I am hoping for some community insight.
I reported an apparent harvester bug on Feb 7 -> #3552. GN harvests most but not all filtered records from a remote server. Unsuccessfully harvested records are logged in the harvester with a false error message (often 0x0 character at a certain line, but examination of the vicinity with a hex editor reveals no such error). The remote records being harvested had been validated.
I recently revisited the problem, using the metadata record "Strait of Georgia Synoptic Bottom Trawl Survey, 2012-2015" from the remote server http://soggy.zoology.ubc.ca:8080/geonetwork, with harvester filter on title as "synoptic; trawl" (no quotes). The relevant portion of the harvester log file states:
ERROR [psfDataCentre] - Error occurred while trying to load an xml file: /d0e11093-8990-4552-8616-a1169e5c50ee/metadata/metadata.xml: Error on line 999: An invalid XML character (Unicode: 0x0) was found in the element content of the document.
org.jdom.JDOMException: Error occurred while trying to load an xml file: /d0e11093-8990-4552-8616-a1169e5c50ee/metadata/metadata.xml: Error on line 999: An invalid XML character (Unicode: 0x0) was found in the element content of the document.
If I download a "mef" for the same record, it too will not import directly to my local GN, with the same error message.
However, if I download the metadata as "xml", or if I extract the metadata.xml from the mef that would not load, the record loads into my local GN fine.
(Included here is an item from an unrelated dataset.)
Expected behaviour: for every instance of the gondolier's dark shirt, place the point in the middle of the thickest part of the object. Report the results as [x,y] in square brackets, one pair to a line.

So - it might be something with the mef format, but nothing I can identify.
I have examined the downloaded or extracted metadata record with a hex editor, and there is no 0x0 anywhere near line 999, or even in the file. The metadata record also validates perfectly.
I have another dozen or more records (about 3% of about 650 records) that behave similarly. All the rest harvest normally.
Remote GN server is version 3.4.3, and local server is version 3.8.1.
I would appreciate any suggestions.